1.1 Historical Background
Cryptology is made up of two Greek words kryptos, meaning “hidden,” and lógos meaning “word.” It is defined [Bri19] as the science concerned with data communication and storage in secure and usually secret form. It encompasses both cryptography (from the Greek graphia meaning writing) and cryptanalysis or the art of extracting the meaning of a cryptogram.
Cryptography has a history that is almost as long as the history of the written word. Some four millennia ago (see [Kah67, p. 71]), an Egyptian scribe recorded in stone the first known hieroglyphic symbol substitution in the tomb of Khnumhotep II, a nobleman of the time. Although the intention in this case was to exalt the virtues of the person, rather than to send a secret message, the scribe used for the first time one of the fundamental elements used by cryptographers throughout the ages, namely substitution. He used unusual hieroglyphic symbols, known perhaps only to the elite, in place of the more common ones.
In substitution, the sender replaces each letter of a word in a message by a new letter (or sequence of letters or symbols) before sending the message. The recipient, knowing the formula used for the substitution – the secret key – is able to reconstruct the message from the scrambled text that was received. It is assumed that only the recipient and the sender know the secret key.
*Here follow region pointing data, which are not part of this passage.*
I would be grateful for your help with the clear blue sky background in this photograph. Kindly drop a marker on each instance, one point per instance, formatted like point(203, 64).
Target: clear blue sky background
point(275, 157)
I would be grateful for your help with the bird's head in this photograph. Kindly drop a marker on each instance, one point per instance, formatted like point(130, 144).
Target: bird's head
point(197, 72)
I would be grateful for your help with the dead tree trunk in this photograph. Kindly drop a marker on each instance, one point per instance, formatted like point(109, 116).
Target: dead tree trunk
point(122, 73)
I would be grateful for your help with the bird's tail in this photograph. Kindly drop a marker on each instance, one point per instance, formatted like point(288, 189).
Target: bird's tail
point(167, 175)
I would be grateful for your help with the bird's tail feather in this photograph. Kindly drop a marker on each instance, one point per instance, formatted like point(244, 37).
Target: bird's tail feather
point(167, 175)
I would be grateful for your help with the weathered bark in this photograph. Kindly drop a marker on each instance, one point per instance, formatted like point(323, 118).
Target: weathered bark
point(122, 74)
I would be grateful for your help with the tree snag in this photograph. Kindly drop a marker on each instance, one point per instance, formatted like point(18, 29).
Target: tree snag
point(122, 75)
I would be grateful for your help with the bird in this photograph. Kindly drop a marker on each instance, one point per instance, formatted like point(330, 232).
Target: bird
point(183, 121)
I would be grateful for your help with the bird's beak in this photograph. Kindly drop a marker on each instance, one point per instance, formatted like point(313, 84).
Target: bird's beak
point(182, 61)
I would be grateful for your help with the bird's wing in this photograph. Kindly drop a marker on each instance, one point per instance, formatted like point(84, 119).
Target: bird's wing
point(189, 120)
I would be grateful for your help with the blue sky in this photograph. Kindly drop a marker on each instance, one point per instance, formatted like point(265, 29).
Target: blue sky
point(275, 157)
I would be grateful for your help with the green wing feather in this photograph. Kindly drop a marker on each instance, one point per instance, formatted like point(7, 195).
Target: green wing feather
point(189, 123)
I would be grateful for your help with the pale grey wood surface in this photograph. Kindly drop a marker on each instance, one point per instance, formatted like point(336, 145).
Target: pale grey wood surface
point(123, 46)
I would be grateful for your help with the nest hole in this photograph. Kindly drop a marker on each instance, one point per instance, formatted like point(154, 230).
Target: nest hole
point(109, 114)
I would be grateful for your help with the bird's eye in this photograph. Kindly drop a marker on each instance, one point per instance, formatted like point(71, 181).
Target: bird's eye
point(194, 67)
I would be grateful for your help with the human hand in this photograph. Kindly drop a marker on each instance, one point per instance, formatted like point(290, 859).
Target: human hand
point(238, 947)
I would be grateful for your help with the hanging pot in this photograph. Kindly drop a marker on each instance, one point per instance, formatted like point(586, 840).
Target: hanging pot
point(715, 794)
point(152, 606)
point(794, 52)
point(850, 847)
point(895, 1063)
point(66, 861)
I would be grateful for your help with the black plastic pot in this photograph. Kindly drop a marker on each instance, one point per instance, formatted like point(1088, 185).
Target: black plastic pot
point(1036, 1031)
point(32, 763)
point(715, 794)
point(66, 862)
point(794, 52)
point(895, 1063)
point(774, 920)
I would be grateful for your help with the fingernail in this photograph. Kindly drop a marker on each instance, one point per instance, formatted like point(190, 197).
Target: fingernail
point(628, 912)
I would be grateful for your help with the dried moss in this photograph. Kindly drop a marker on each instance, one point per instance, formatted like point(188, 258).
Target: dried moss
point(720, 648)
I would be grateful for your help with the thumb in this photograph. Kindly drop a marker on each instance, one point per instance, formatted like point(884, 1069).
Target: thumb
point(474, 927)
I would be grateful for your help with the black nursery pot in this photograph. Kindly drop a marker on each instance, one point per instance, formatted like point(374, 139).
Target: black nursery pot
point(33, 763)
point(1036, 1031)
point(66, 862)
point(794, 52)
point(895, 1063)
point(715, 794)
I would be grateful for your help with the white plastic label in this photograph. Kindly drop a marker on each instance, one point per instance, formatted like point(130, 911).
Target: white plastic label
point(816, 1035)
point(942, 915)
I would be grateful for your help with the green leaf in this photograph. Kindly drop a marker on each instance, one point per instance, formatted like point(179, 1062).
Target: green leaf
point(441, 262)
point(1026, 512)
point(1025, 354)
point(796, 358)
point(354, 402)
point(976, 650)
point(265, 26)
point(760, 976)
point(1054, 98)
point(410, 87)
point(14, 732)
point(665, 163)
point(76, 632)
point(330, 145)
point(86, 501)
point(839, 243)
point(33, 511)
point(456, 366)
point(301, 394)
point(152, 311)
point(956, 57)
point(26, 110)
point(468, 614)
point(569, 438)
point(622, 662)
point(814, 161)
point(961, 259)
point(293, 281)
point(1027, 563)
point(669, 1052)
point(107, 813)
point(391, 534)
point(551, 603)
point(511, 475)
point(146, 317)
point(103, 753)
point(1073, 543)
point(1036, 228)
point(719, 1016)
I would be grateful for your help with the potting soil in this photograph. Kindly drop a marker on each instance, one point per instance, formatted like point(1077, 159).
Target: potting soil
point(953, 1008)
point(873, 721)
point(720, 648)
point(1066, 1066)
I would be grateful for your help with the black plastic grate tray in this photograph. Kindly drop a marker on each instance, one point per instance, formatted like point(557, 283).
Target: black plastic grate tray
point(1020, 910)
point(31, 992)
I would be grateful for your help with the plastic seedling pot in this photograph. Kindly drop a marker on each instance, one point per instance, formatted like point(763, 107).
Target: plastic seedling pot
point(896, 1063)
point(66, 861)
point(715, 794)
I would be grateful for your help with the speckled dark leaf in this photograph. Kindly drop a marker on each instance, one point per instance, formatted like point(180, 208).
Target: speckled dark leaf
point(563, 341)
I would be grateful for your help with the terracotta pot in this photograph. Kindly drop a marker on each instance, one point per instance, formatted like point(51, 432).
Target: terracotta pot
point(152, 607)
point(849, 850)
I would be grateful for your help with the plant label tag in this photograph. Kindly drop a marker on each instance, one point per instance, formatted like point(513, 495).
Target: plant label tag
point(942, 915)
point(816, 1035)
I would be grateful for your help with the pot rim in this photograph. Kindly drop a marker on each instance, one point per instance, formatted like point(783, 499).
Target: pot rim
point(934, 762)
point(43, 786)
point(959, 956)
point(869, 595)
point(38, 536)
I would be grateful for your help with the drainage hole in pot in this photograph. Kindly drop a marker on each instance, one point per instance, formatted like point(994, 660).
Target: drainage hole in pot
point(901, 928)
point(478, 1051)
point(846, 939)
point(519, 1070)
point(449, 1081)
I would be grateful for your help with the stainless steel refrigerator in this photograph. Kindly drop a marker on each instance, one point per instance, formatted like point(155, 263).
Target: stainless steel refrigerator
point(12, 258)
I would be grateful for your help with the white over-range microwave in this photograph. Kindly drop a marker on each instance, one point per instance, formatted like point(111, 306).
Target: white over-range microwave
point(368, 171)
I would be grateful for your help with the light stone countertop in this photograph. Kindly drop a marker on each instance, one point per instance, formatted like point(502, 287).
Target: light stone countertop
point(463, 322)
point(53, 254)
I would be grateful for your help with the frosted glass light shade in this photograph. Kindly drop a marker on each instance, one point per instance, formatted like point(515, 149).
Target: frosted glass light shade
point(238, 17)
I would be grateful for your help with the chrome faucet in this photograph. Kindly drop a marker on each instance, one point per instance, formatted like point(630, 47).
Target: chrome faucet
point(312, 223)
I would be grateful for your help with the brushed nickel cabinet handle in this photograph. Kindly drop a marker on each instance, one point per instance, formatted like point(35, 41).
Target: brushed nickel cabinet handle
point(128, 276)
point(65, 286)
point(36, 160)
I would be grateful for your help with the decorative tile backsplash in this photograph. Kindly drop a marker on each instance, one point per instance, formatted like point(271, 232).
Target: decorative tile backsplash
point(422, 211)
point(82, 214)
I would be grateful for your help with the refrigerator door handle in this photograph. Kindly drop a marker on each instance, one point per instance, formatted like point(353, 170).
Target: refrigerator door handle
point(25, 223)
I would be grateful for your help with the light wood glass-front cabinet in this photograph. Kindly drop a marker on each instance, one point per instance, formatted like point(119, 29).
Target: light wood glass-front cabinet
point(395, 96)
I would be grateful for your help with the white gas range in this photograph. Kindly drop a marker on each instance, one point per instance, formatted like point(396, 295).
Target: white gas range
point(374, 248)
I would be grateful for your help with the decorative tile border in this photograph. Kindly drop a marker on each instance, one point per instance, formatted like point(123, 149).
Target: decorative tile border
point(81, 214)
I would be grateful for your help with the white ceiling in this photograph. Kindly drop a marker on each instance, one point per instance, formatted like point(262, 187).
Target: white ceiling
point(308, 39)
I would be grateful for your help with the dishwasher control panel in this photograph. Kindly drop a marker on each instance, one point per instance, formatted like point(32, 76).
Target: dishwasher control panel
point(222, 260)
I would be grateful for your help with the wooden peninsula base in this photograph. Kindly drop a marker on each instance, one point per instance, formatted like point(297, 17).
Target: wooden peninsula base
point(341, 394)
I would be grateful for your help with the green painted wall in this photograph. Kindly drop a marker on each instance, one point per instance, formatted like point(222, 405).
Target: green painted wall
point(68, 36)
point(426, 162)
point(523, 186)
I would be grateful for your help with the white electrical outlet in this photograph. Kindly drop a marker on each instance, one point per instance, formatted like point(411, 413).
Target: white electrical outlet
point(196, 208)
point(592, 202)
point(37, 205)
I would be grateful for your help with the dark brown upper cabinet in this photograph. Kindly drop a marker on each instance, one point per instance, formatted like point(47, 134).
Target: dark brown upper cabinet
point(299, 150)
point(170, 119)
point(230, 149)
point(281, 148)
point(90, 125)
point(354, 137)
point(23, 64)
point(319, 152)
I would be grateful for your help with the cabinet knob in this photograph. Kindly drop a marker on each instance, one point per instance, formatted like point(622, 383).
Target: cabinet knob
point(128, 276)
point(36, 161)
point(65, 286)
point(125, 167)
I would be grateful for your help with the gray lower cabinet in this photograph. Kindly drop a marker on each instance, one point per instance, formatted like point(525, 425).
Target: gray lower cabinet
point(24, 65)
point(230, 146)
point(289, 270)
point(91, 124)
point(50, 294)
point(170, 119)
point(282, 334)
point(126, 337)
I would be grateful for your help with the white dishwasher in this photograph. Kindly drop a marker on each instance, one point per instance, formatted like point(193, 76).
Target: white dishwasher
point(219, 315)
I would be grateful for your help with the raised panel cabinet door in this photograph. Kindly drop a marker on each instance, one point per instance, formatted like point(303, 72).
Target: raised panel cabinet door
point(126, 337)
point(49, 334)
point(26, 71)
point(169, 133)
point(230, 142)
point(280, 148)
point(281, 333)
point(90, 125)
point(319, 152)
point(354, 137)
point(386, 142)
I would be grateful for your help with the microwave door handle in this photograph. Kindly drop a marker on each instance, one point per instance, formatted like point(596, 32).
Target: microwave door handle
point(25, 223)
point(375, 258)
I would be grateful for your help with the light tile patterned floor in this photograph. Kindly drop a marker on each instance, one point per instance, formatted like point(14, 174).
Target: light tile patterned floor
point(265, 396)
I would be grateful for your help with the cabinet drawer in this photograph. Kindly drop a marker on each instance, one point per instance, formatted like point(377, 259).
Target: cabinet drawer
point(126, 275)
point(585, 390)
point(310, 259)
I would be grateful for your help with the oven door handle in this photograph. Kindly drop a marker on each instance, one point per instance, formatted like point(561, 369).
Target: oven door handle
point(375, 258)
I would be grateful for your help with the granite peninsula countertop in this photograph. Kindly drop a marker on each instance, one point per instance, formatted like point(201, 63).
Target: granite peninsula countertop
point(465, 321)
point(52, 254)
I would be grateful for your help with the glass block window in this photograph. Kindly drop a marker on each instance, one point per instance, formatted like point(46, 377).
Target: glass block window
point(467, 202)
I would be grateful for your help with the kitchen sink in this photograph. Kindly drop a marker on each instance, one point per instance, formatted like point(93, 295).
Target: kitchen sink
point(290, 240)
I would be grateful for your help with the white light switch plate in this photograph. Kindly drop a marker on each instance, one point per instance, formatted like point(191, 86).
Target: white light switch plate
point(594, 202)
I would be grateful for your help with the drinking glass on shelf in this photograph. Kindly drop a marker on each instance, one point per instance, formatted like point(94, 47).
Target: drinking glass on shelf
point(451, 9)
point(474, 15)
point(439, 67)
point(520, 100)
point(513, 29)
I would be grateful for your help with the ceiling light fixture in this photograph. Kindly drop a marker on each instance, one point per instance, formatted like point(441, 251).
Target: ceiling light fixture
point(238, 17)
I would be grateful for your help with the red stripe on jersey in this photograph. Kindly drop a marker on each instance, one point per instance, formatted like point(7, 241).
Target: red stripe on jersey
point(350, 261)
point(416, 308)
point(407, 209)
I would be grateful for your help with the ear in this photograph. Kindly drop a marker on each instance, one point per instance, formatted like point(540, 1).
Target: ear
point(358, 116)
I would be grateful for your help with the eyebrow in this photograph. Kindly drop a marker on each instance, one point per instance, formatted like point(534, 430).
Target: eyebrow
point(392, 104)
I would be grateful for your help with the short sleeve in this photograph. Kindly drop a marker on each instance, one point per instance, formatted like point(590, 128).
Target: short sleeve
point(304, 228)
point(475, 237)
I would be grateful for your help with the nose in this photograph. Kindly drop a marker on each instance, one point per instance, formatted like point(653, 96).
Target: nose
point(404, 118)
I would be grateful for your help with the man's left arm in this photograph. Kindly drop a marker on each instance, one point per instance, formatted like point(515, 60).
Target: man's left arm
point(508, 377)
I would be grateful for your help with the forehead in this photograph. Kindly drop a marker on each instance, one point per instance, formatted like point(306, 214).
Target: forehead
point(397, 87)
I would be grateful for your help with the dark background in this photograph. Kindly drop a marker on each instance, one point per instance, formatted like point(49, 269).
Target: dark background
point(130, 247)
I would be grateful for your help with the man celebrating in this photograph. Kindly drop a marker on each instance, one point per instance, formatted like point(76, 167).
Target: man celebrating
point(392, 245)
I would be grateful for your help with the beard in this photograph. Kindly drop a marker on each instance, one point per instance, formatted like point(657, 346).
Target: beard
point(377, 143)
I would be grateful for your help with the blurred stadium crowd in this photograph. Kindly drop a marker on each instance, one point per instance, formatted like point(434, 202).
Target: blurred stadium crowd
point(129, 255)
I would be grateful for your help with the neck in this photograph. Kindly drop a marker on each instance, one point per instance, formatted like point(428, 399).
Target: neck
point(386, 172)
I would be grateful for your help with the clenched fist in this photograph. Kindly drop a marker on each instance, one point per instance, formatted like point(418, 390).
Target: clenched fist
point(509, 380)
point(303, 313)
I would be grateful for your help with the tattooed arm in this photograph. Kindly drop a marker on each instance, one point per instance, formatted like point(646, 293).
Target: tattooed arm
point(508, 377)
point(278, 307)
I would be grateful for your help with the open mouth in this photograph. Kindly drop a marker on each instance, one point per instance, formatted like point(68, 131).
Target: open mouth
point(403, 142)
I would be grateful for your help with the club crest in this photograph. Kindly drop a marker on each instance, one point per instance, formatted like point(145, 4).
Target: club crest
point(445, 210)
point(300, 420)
The other main cryptographic technique used is transposition (or permutation) in which the letters of the message are simply rearranged according to some prescribed formula which would be the secret key in that case.
The Greeks were the inventors of the first transposition cipher. The Spartans [Kah67] in the fifth century BCE, were the first recorded users of cryptography for correspondence. They used a secret device called a scytale consisting of a tapered baton around which was spirally wrapped either a strip of parchment or leather on which the message was written. When unwrapped, the letters were scrambled, and only when the strip was wrapped around an identically sized rod could the message be read.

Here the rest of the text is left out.